What is Holter Monitoring?

Holter Monitor

It is a small, wearable device that records your heart rhythm. It is very similar to a mobile phone. A patient usually wears a Holter monitor for one to three days. The device will record all of your heart rhythms during that time. So, a Holter monitor test is usually performed after an ECG (electrocardiogram) test if ECG test is not able to give your doctor enough information about your heart’s condition.


Holter Monitor with ECG reading

Holter monitoring is called by other names such as Ambulatory ECG Monitoring, Ambulatory EKG Monitoring, 24-hour EKG, or Cardiac event monitoring.

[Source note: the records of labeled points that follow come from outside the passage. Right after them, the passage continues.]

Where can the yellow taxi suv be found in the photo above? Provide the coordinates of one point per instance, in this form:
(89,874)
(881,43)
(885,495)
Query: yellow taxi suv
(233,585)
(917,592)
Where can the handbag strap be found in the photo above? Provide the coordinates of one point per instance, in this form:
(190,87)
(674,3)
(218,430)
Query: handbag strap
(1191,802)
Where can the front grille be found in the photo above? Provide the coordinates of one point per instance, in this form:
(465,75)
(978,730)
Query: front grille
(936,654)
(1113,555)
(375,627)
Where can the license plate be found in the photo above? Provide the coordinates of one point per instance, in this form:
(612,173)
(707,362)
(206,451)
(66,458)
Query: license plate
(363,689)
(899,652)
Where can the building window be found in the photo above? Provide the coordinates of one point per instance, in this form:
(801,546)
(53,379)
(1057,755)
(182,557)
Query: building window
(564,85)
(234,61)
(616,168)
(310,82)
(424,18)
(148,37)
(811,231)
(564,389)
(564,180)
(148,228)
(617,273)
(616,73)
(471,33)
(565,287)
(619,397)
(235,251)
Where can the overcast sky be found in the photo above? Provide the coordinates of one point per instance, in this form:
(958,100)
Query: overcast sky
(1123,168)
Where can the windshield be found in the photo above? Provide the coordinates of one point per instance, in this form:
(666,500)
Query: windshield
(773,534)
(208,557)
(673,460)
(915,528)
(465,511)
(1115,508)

Why is Holter Monitoring done?

  • If you have signs or symptoms of a heart problem, such as an irregular heartbeat (arrhythmia) and traditional test ECG do not give information at that time because those symptoms occasionally occur and ECG machine is connected to you for a small duration.
  • Many heart problems become noticeable only during activity, such as eating, stress, sleeping, exercise, etc.
  • If your signs and symptoms suggest that an occasionally irregular heart rhythm may be causing your condition. So, a device is needed that continuously record your heart beats. This more likely to detect any abnormal heartbeats that occur during these activities.
  • So, a Holter monitor is connected at the chest of the patient with leads as shown in the figure above. The ECG is recorded into the memory of the device. The doctor then analyses your ECG report from the Holter monitor and prescribed you accordingly.
  • This device may be able to detect irregularities in your heart rhythm that an ECG couldn’t detect.


Q1. What is an Ambulatory Electrocardiogram?

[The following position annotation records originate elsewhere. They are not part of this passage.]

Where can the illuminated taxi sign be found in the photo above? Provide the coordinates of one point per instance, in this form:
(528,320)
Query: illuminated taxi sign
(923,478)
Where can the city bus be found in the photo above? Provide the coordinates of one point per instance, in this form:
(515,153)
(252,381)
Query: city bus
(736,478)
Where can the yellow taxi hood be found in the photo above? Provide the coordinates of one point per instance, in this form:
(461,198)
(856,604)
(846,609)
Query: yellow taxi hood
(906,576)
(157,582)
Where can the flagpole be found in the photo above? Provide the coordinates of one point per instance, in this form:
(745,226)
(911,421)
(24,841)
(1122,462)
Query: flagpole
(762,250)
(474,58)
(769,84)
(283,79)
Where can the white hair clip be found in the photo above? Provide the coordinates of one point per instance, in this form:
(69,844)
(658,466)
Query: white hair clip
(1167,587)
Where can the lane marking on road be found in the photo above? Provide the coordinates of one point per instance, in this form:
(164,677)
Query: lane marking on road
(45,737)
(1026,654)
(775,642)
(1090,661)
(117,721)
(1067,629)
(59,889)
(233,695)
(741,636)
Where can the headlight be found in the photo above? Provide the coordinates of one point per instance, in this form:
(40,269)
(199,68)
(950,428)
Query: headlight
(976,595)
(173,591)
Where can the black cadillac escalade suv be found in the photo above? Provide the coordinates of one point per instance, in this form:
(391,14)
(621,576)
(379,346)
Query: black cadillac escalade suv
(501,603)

Ans. An ambulatory Electrocardiogram records the electrical activity of your heart while you do your usual activities. Holter monitoring is a type of ambulatory ECG. You can read more at different types of ECG.

Q2. What is the purpose of ambulatory or Holter ECG monitoring?

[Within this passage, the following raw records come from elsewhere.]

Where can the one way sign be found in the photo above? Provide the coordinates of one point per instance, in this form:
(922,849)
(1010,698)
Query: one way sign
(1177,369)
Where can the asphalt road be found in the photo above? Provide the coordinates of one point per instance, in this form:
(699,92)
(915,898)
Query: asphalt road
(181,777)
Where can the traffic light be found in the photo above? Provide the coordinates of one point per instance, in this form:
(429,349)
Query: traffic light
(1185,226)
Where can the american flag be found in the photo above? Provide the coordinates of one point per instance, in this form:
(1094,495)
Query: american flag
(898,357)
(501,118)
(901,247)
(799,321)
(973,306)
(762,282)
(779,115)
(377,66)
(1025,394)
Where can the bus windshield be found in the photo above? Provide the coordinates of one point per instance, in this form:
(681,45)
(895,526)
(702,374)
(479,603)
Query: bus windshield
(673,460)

Ans. The purpose of ambulatory or Holter ECG monitoring is

  1. It is done to look for any irregular heartbeats that occur intermittently or during certain activities which are not visible during traditional ECG test. It helps in diagnosing the heart diseases that are not easily detected.
  2. To test the effectiveness of antiarrhythmic drugs or a pacemaker.
  3. To evaluate the status of patients recuperating from a heart attack.
  4. To detect silent ischemia (deficient blood flow to the heart without symptoms such as angina) in patients.